XXXIX. Королевская психология
Король быстро вошел в свои апартаменты.
Может быть, Людовик XIV шагал так быстро, чтобы не пошатнуться. Он оставлял за собой как бы след таинственной печали.
Все заметили веселость короля при появлении его у принцессы, и все этому обрадовались, но никто, вероятно, не понял ее истинного смысла; напротив, причина этого взволнованного, бурного ухода была понятна каждому, или по крайней мере все считали, что понять ее нетрудно.
Легкомыслие принцессы, ее шутки, несколько резковатые для обидчивого характера, особенно если таким характером обладает король; слишком фамильярное обращение с королем, как с обыкновенным смертным, — вот какие причины, по мнению гостей, вызвали поспешный и неожиданный уход Людовика XIV.
Принцесса была более проницательна, но и она сначала точно так же объяснила поведение короля. С нее было довольно уколоть немного самолюбие того, кто, слишком быстро позабыв взятые на себя обязательства, по-видимому, без всякой причины пренебрегал плодами самой благородной и самой славной своей победы.
При сложившемся положении вещей принцесса считала нужным показать королю разницу между любовью в высоких сферах и маленькой страстишкой, годной разве для провинциального дворянчика.
Отдаваясь высокой любви, чувствуя ее царственную силу и всемогущество, подчиняясь в известной степени ее этикету и притязаниям, король не только не унижал себя, но находил в ней покой, уверенность, таинственность и общее уважение.
Опускаясь же до любовной интриги с простой фрейлиной, он встретит, напротив, даже у своих самых последних подданных осуждение и насмешку. Он утратит свою непогрешимость и недосягаемость. Снизойдя в область серой обыденщины, он неизбежно подвергнется ее ничтожным треволнениям.
Словом, сделать из короля-бога простого смертного, коснувшись его сердца или даже лица, как лица самого обычного из его слуг, значило нанести страшный удар гордости этой благородной крови: задеть самолюбие Людовика было легче, чем пробудить в нем любовь. Принцесса умно рассчитала свою месть и, как мы видели, добилась своего.

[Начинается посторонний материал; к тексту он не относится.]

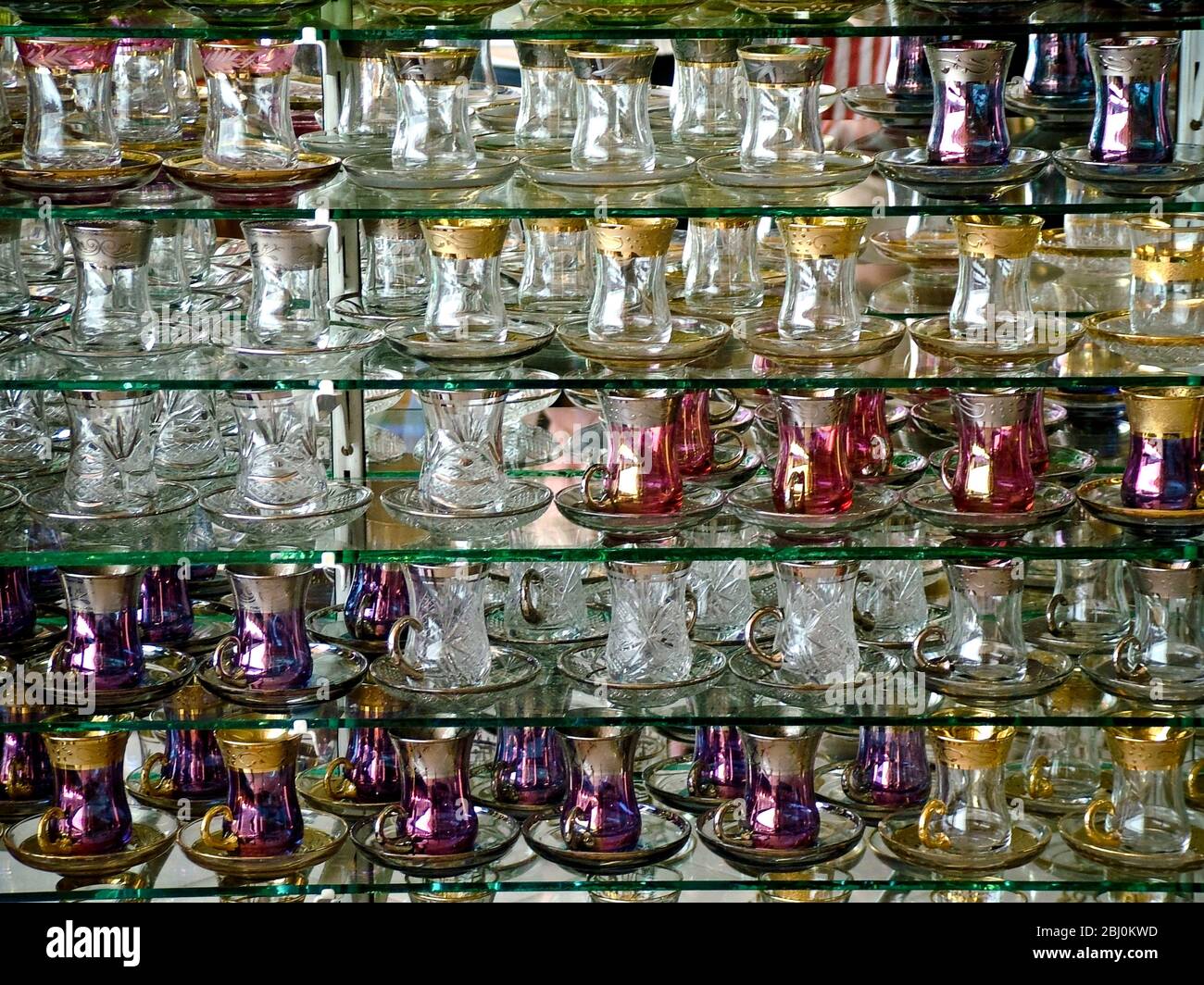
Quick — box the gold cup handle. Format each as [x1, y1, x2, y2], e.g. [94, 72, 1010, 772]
[519, 567, 543, 626]
[715, 798, 749, 844]
[386, 616, 425, 680]
[201, 804, 238, 852]
[1045, 592, 1071, 636]
[928, 448, 958, 492]
[372, 804, 414, 854]
[1024, 756, 1054, 801]
[1112, 632, 1150, 684]
[911, 624, 954, 674]
[560, 804, 597, 852]
[918, 801, 950, 849]
[582, 464, 610, 509]
[1083, 797, 1121, 848]
[213, 633, 247, 688]
[37, 806, 75, 855]
[744, 605, 783, 671]
[321, 756, 358, 801]
[139, 753, 176, 797]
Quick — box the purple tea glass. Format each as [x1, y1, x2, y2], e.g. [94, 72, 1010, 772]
[1121, 387, 1204, 509]
[557, 725, 642, 852]
[1023, 33, 1096, 104]
[51, 565, 144, 692]
[139, 565, 193, 644]
[849, 390, 892, 478]
[582, 390, 683, 513]
[201, 729, 305, 858]
[686, 725, 747, 801]
[142, 684, 230, 801]
[322, 684, 401, 804]
[883, 37, 934, 100]
[840, 725, 932, 808]
[37, 731, 132, 855]
[0, 704, 55, 804]
[373, 728, 477, 855]
[924, 41, 1016, 164]
[344, 564, 409, 640]
[773, 390, 854, 513]
[938, 389, 1036, 513]
[494, 725, 567, 805]
[213, 565, 313, 692]
[1087, 37, 1179, 164]
[0, 567, 37, 645]
[715, 725, 823, 849]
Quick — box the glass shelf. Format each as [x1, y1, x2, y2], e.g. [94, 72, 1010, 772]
[0, 0, 1201, 41]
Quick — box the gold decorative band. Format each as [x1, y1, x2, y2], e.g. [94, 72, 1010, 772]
[422, 219, 510, 260]
[590, 219, 677, 259]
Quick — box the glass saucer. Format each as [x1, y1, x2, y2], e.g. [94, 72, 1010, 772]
[519, 151, 697, 188]
[381, 478, 551, 541]
[4, 806, 177, 878]
[1079, 648, 1204, 708]
[305, 605, 389, 659]
[557, 316, 731, 369]
[386, 318, 557, 371]
[557, 485, 723, 541]
[352, 806, 521, 877]
[0, 151, 163, 205]
[1083, 308, 1204, 369]
[485, 605, 610, 646]
[24, 643, 196, 713]
[163, 151, 340, 205]
[698, 801, 866, 876]
[911, 397, 1068, 441]
[903, 480, 1074, 537]
[727, 643, 900, 714]
[931, 444, 1096, 489]
[201, 481, 372, 542]
[344, 151, 519, 192]
[902, 649, 1075, 707]
[1078, 476, 1204, 538]
[557, 641, 727, 708]
[1004, 79, 1096, 125]
[643, 755, 723, 814]
[295, 765, 401, 817]
[125, 765, 226, 814]
[727, 480, 899, 540]
[176, 810, 346, 880]
[698, 151, 874, 195]
[840, 83, 934, 127]
[732, 314, 907, 368]
[522, 804, 691, 876]
[297, 130, 394, 157]
[370, 646, 539, 712]
[1057, 810, 1204, 873]
[196, 643, 369, 712]
[878, 814, 1054, 873]
[1049, 143, 1204, 199]
[874, 147, 1050, 201]
[908, 317, 1084, 369]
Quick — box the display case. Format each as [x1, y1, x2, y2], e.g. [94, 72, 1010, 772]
[0, 0, 1204, 902]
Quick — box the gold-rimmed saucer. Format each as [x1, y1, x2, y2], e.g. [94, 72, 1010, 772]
[176, 810, 346, 879]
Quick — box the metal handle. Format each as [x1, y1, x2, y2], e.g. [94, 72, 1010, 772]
[1083, 797, 1121, 848]
[201, 804, 238, 852]
[1112, 632, 1150, 684]
[385, 616, 425, 680]
[744, 605, 783, 671]
[918, 801, 950, 849]
[519, 567, 543, 626]
[582, 465, 610, 509]
[911, 624, 954, 674]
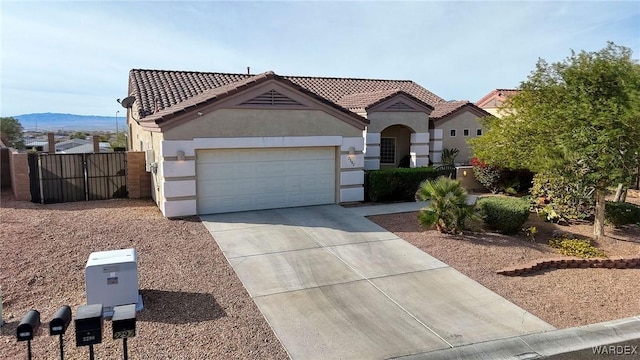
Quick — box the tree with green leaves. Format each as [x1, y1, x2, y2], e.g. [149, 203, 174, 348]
[416, 176, 476, 234]
[0, 117, 24, 150]
[469, 43, 640, 239]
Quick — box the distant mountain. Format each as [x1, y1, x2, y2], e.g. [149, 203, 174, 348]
[13, 113, 127, 132]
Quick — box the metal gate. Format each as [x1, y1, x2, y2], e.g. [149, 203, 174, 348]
[29, 152, 128, 204]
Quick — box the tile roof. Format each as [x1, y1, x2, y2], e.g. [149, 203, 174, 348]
[129, 69, 445, 121]
[476, 89, 520, 107]
[136, 71, 368, 123]
[429, 100, 490, 120]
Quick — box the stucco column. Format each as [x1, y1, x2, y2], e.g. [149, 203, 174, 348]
[364, 133, 380, 170]
[429, 129, 443, 164]
[158, 140, 198, 217]
[339, 137, 364, 203]
[411, 133, 430, 167]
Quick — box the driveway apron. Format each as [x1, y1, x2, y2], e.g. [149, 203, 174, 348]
[201, 205, 554, 359]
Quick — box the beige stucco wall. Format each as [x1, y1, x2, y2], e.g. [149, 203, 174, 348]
[367, 111, 429, 133]
[435, 111, 484, 164]
[164, 109, 362, 140]
[380, 125, 411, 169]
[128, 114, 164, 205]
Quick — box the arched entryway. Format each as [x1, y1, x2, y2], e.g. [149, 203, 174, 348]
[380, 125, 414, 169]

Пусть читатель не думает, однако, что в принцессе жили бурные страсти средневековых героинь или что она видела вещи в мрачном свете; напротив, принцесса — молодая, грациозная, остроумная, кокетливая, влюбчивая, скорее благодаря воображению и честолюбию, чем по влечению сердца, — принцесса, напротив, открыла эпоху легких и мимолетных наслаждений, продолжавшуюся сто двадцать лет, с середины XVII века до последней четверти XVIII.
Итак, принцесса видела или воображала, будто видит вещи в их истинном свете; она знала, что король, ее августейший деверь, первый смеялся над скромной Лавальер и считал, что не в его привычках полюбить особу, вызвавшую его насмешку, хотя бы только на одно мгновение.
Кроме того, разве не стояло на страже самолюбие, этот демон, играющий такую большую роль в драматической комедии, называемой жизнью женщины? Разве самолюбие не твердило ей громко, шепотом, вполголоса, на всевозможные лады, что ее, принцессу, молодую, красивую, богатую, невозможно даже сравнить с жалкой Лавальер, правда, тоже молодой, но гораздо менее красивой и, главное, бедной? В этом нет ничего удивительного; ведь известно, что самые замечательные характеры испытывают горделивую радость, сравнивая себя со своими ближними.